When you have made a commitment to taking it slow and you have a school holiday right smack in the middle of October, you go to the pick-your-own farm.  You watch your child delight in nature and in his cousins and you drive home with a trunk full of the goodness of the earth.  And you hope your child’s superstitiously declared desire to “eat an apple a day to keep the doctor away” will hold out for at least another month so as to insure a sizable dent in the bounty of fruit you are lugging out of the car.

And when your child surveys the wonders of his harvest and announces with joy and anticipation, as you attempt to find places to store this collection of fruit in your tiny city apartment kitchen, “I am ready to bake,” you have only one choice.  You put the catching up on emails, the finishing of paperwork, the making of dinner on hold and you bake with your child. 

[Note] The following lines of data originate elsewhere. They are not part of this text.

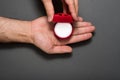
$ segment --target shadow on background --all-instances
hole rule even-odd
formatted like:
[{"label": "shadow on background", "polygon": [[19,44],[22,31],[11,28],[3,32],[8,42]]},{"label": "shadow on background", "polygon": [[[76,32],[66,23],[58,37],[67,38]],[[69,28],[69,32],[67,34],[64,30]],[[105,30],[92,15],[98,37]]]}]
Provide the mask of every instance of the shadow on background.
[{"label": "shadow on background", "polygon": [[[44,6],[41,2],[41,0],[33,0],[33,2],[35,3],[35,9],[37,11],[37,13],[42,13],[43,15],[46,15],[45,13],[45,9]],[[62,3],[60,0],[53,0],[53,4],[54,4],[54,8],[55,8],[55,13],[58,12],[62,12]],[[80,42],[80,43],[75,43],[72,44],[70,46],[72,46],[73,48],[76,47],[84,47],[85,45],[88,45],[91,43],[92,40],[87,40],[84,42]],[[24,48],[27,47],[29,49],[32,49],[35,51],[35,53],[39,56],[42,56],[45,59],[56,59],[56,58],[70,58],[72,56],[72,54],[61,54],[61,55],[49,55],[44,53],[43,51],[41,51],[39,48],[31,45],[31,44],[23,44],[23,43],[0,43],[0,50],[9,50],[9,49],[16,49],[16,48]]]},{"label": "shadow on background", "polygon": [[[76,47],[84,47],[91,43],[92,40],[87,40],[80,43],[71,44],[70,46],[74,48]],[[24,44],[24,43],[0,43],[0,50],[9,50],[9,49],[16,49],[16,48],[29,48],[35,51],[35,54],[43,57],[44,59],[51,60],[51,59],[58,59],[58,58],[71,58],[71,54],[47,54],[40,50],[39,48],[35,47],[32,44]]]}]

With great excitement, WJ washed and chopped apples as I made an attempt at overhauling the Joy of Cooking’s apple crisp recipe.  I used whole-wheat pastry flour instead of all purpose and substituted half honey and half agave syrup for the sugar.  I knew the topping would be wet instead of crumbly with these substitutions so I planned to add some oatmeal, but found that I only had steel cut, which I have never baked with and this did not seem a good time to try.  I added a handful of almonds to the dough and food-processed it.  Still wet.  A handful of wheat germ; still wet.  Staring into the open cabinets, I saw the Honey Nut Cheerios and thought to myself, couldn’t hurt!  So I added a big handful of those too and chopped them in the food processor.  The dough was doughier but still not the chunky crumbs you usually sprinkle atop a crisp.

Our apple crisp was not all that crispy; maybe it was crispish, a little more like a cobbler.  But it was crunchy thanks to the nuts and the Cheerios.  And it was warm and sweet on a cool fall evening, keeping us together at the table for a few minutes more.

Have you picked your fall fruits yet?